Hell you can make $15-20 per hour trimming green bud if you so desire.
Granted, there is a lot to be said for being in the right place at the right time, and knowing the right people (or having them know you), but for the most part it's tied to education (formal and all skills), and work ethic, and personality. Not having the right education is a huge disadvantage, but so is the notion that 'I want it all right now'. First of all there is a reason they say in Kentucky that you have to 'run for the roses' - because no horse wins the Derby by strolling around the track (or showing up late).
I grew up in an upper-middle (not quite rich) household, and my parents had me working when I was 8. Free newspapers, then on to the real newspapers, (morning, in the Midwest, on my bike, in the snow --- yeah, I know, get off my lawn) by 8th grade I was riding in delivery truck tossing them out as we went past. Worked as a lifeguard during HS, then into the exciting world of fast food, worked though college too so that I could have the extras, and because it looked good to other people. And I had the 18 and out, as did my kids. I was (and did) pay for their college if they so chose, but if they didn't want to, then they had to find something to do. Hanging out with mom and me was not an option.

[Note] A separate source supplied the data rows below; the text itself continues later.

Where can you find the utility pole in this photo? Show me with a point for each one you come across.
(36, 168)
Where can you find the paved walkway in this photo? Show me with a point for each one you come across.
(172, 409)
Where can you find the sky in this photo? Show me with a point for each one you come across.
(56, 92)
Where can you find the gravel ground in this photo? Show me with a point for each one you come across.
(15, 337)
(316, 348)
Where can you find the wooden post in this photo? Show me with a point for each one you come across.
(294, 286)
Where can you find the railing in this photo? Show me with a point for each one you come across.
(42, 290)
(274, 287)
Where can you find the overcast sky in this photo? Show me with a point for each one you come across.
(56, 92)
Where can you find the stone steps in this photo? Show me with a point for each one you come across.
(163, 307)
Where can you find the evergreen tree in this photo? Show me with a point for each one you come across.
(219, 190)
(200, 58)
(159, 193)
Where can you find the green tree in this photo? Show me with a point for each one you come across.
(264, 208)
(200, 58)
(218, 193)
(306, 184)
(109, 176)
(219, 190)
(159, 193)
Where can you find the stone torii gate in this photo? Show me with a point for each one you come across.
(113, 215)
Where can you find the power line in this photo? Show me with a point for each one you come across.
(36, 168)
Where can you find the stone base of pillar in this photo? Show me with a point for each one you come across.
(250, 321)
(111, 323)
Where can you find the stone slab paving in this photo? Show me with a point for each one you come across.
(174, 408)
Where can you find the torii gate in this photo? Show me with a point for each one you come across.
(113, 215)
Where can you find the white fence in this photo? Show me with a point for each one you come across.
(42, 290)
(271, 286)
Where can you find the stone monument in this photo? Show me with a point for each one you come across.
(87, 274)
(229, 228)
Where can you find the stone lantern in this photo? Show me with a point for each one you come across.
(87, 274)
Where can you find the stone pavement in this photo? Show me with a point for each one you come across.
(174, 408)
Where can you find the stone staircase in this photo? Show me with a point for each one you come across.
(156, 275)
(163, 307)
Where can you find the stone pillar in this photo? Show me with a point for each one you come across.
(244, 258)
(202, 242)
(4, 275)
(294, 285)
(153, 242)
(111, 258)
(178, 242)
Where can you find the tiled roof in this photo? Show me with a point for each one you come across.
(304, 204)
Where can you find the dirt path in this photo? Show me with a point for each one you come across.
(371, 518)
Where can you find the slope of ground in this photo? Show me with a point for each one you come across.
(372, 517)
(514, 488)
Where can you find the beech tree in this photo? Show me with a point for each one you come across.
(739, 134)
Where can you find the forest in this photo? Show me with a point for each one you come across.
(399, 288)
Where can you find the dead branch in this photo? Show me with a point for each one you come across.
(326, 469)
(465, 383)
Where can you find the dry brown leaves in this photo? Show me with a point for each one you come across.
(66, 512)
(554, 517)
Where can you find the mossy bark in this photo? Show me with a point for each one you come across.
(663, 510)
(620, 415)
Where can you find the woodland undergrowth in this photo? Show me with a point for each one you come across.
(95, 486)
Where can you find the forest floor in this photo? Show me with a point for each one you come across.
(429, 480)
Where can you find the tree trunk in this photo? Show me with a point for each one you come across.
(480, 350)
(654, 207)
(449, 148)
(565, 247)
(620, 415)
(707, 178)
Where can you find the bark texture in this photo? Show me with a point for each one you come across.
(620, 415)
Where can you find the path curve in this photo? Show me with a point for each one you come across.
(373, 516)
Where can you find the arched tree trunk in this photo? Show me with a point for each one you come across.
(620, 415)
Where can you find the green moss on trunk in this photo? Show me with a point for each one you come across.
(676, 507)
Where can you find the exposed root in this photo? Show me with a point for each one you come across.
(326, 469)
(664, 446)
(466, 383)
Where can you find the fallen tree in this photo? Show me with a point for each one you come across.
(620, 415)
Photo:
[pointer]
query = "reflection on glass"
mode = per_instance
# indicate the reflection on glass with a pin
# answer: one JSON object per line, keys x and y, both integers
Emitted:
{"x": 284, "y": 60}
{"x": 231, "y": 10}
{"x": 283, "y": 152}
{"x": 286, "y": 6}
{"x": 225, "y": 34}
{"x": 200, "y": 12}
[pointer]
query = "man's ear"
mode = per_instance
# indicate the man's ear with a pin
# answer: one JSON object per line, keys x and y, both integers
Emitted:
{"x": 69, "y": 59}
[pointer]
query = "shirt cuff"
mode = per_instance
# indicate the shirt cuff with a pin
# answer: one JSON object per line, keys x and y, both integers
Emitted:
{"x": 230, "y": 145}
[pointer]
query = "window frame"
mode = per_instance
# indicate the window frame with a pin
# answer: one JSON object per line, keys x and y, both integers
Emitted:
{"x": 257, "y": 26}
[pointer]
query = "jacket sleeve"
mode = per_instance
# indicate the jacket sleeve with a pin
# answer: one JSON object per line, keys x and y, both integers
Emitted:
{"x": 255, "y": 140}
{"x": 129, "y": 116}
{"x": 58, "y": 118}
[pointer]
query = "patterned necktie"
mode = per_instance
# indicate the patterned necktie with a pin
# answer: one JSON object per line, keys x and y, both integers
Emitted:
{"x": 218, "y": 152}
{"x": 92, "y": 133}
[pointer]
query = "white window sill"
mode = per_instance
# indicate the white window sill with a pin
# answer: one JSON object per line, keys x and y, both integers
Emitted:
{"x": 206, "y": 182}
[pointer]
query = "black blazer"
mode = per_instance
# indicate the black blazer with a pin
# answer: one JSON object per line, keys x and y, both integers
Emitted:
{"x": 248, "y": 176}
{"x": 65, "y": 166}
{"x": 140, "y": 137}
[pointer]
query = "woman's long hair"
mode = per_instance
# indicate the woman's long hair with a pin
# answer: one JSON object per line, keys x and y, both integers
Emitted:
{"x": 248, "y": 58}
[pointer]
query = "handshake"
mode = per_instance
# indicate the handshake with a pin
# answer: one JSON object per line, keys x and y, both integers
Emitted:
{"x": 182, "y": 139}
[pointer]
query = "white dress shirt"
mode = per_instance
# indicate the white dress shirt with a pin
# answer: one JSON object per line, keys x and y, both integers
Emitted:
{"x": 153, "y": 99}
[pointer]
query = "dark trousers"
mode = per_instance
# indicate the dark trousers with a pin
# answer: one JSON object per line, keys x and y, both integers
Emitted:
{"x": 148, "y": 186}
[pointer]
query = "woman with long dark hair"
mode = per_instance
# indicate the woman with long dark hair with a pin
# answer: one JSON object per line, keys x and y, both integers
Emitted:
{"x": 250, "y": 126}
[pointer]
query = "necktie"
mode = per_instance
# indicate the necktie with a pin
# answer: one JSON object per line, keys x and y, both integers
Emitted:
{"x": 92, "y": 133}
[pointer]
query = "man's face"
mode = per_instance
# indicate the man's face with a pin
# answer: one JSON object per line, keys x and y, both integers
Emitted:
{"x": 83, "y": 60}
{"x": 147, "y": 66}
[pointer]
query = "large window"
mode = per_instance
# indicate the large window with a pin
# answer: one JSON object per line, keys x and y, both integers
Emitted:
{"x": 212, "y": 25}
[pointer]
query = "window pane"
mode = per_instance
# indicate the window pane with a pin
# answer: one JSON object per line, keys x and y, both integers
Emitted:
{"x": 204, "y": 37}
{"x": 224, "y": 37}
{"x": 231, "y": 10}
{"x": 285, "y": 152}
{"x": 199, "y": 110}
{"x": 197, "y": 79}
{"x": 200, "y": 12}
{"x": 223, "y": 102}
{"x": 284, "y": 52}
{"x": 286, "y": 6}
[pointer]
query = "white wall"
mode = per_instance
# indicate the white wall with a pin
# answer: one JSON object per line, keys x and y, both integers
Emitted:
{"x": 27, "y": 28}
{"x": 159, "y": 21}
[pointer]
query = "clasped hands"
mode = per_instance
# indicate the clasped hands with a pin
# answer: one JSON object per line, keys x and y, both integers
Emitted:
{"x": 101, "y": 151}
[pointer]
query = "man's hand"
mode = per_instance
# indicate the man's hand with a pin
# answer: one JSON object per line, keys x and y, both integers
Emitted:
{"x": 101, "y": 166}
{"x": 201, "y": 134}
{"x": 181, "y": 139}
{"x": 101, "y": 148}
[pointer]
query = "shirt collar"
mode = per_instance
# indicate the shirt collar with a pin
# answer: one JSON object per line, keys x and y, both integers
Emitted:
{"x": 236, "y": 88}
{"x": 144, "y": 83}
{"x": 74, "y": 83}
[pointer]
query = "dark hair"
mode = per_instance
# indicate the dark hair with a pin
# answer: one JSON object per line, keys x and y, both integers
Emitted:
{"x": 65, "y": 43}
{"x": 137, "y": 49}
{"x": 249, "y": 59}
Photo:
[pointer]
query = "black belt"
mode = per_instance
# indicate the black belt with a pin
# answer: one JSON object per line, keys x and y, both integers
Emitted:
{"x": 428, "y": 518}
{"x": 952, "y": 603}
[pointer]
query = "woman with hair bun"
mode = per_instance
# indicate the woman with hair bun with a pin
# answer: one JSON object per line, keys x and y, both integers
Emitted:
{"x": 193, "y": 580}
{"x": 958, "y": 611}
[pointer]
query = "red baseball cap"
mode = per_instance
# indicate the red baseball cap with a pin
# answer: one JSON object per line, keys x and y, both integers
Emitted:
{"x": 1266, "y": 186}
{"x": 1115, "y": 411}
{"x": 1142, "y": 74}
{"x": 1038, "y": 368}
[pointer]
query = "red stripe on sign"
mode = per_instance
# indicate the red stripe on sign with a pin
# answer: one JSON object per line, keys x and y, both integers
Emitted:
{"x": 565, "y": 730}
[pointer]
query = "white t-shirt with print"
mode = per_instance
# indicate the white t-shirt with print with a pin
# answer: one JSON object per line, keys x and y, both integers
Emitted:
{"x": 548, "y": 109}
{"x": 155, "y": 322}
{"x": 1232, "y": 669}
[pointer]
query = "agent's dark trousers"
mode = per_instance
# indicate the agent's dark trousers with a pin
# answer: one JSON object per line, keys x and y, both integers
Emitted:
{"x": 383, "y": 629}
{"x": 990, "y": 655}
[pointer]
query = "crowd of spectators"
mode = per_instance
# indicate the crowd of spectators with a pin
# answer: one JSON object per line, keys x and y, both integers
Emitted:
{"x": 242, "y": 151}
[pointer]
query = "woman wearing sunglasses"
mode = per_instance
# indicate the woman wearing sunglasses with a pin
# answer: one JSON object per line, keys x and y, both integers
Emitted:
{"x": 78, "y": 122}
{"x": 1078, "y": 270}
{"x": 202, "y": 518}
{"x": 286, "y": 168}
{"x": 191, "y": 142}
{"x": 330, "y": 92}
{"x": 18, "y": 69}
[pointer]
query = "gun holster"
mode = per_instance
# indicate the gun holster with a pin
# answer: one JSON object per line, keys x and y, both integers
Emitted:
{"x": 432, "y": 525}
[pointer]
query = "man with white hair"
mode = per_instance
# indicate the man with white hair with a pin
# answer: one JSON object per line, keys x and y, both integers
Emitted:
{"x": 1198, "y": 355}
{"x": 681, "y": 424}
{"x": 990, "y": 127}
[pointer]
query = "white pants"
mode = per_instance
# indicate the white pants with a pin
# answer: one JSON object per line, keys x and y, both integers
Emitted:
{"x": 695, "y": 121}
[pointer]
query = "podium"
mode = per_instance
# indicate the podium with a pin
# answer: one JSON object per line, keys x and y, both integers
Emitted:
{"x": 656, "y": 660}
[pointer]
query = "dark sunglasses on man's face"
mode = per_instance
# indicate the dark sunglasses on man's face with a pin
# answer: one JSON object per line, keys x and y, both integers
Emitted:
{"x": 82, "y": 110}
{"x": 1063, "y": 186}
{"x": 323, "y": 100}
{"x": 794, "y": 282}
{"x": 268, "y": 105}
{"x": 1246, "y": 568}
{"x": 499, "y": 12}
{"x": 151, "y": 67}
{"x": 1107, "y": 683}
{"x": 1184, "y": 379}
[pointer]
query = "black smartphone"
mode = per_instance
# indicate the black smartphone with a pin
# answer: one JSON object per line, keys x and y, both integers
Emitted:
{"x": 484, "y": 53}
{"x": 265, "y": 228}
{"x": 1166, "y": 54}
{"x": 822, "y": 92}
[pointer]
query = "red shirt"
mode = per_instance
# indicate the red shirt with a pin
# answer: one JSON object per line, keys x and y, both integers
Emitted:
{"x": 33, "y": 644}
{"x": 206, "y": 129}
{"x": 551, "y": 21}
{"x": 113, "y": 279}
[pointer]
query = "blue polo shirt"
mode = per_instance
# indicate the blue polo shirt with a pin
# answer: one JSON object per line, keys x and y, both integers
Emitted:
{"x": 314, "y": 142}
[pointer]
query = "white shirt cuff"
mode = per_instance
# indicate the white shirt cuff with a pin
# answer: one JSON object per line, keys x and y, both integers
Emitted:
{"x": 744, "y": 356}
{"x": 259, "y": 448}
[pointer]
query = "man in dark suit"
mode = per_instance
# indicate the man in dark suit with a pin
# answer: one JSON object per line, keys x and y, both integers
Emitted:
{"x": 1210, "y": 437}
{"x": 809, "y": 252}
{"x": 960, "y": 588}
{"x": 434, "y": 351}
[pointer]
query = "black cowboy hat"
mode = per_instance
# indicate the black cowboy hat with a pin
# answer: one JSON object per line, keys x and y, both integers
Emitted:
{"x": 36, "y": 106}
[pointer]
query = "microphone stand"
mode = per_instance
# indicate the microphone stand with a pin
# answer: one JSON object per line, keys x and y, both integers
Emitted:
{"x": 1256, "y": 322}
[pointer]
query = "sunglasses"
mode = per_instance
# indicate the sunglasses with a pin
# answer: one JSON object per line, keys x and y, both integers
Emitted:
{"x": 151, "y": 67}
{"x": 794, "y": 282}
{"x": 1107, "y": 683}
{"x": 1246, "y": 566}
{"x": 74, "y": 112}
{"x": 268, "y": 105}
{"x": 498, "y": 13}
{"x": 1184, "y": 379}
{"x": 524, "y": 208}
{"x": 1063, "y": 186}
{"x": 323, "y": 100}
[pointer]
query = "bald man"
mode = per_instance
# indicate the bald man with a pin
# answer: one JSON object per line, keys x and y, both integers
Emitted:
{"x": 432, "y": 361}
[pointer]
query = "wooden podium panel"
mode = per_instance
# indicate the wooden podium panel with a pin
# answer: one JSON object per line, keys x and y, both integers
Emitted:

And the US has a hard time with welfare because most of us have a hard time with not working. The best way I've ever heard it put (and from an Irish immigrant) is that in most places in the world people work to live. Simple. You have a job because you need the things (rent, food, etc.) and you trade your hours for that stuff. But the vast majority of people I know (even the hippies) in the US live to work. What you do is a huge part of what you are here. It's pretty much the second thing anyone asks. First your name, then 'what do you do.' Not where are you from (we don't care, everyone is from somewhere). Not who your parents are/were. It's much more like 'what have YOU done for me lately.' And really, we don't trust people who don't work.
As for the homes, people were warned but there was a huge build-up, and then a crash. For the most part anyone who bought a home before '97 or so is fine.
His argument was that the 'common' people (sorry, not meant rudely) could no longer watch footy and sport so they rioted. They had lost all privilege. The basic right of the mass to watch sport was removed.
The Romans understood the highly practical nature of 'bread and circuses', but they were highly practical people. Without TV and the internet all of those people would be out and about, that would never work. Better to keep them at home, in a chair, eating fatty foods. They are busy amusing themselves to death, and I'm content to leave them be.